Firstly I would just love to say how much help this community has been to me even before me making this account and posting here... I've been reading as much as I can both before and since getting my little ball python in November and so much of what I've read here has been helpful in that.
Ok, so I got my ball python (Apollo, pastel mojave) Nov 14th. I have wanted a snake for the majority of my life and I finally moved into a place that allows me to keep them. At first I feel my husbandry was meh, but at this point I'm feeling much more confident. Got a medium zoo med UTH on his hot side, white light for the day and red light at night. Ambient temps during the day are about 90-84 and at night the hot side drops to 80-82. UTH thermostat is on low, those zoo med pads get hot! I've got him in a larger enclosure (which may change as at some point I need to replace it... I used a UTH a friend gave me initially, it must have had a fault in the wiring, shorted out and cracked the glass. I've got tape over it and monitor the substrate to make sure it doesn't expand/come into contact with him). He's been a little inconsistent with his eating... he seems to really prefer the mice from his breeder, when I was unable to go get a bigger mouse pickup due to weather and had to buy from a pet store he refused two of them, but he's eaten again this Monday and I may feed him again Saturday just to help him grow (his skipped meals seem to have delayed his shed).

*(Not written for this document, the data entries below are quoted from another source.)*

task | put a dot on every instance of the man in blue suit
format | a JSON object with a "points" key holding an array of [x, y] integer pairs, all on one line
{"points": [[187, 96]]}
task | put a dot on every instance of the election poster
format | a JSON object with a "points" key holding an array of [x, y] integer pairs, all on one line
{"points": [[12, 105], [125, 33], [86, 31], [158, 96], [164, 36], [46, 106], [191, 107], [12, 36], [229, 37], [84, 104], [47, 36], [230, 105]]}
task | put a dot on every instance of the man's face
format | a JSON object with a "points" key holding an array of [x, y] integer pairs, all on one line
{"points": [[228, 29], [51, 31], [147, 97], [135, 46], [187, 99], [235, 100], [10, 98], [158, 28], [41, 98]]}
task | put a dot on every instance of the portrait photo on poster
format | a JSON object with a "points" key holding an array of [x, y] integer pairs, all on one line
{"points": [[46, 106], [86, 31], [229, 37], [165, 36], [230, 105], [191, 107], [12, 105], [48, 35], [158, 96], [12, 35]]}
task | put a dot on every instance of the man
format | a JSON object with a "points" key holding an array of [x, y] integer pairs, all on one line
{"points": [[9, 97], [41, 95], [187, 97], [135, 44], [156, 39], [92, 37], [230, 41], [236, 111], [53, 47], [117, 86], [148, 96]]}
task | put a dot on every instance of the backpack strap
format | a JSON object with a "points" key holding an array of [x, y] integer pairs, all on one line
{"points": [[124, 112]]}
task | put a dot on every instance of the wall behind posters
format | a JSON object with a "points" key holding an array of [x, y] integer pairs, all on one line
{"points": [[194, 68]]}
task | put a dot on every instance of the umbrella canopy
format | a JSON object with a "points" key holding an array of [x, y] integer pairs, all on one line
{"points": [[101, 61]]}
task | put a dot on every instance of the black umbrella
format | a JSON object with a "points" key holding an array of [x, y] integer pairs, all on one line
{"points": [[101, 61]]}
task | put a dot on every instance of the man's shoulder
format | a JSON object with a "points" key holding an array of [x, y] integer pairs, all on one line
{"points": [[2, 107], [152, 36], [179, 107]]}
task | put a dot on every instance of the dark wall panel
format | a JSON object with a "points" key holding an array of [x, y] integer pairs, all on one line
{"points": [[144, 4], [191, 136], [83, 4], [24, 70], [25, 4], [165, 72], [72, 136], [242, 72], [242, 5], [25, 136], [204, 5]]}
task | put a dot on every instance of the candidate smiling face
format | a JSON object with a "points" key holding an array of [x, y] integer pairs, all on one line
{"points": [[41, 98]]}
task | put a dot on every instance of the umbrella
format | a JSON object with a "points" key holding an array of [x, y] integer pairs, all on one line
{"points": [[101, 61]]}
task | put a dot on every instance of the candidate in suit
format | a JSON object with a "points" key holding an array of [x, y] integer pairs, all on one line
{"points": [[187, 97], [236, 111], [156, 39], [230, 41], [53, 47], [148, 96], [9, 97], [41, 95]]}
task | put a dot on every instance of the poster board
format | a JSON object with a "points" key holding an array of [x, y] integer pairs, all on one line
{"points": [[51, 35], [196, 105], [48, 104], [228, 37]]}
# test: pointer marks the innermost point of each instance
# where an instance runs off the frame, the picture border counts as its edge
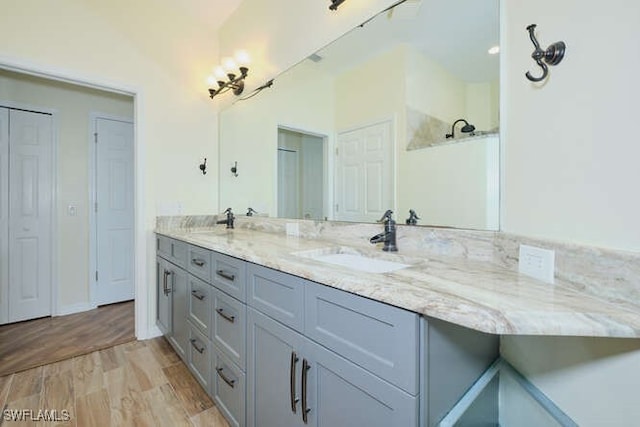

I just feel very silly.. every little thing that may be wrong or seems imperfect works me up and gets my anxiety going a mile a minute. When his temps were too low I was constantly thinking about it. When he wasn't eating as much as I tell myself he's fine I worry. In educating myself just yesterday I was reading more about illnesses and about "stargazing" as sometimes Apollo will climb about or rest with his body extended against the glass looking up and I wanted to know the difference. After reading about IBD and seeing the videos of actual stargazing behavior I was both comforted that he wasn't doing that but horrified and had a difficult time falling asleep. Is it normal to get this freaked out dealing with a very different kind of pet? I'm 26 years old and have lost cats, friends, and family and been through much worse already.. but somehow this little guy seems to have the ability to trigger my most protective instincts. Pictures of tank and bonus pic of cute snooting included.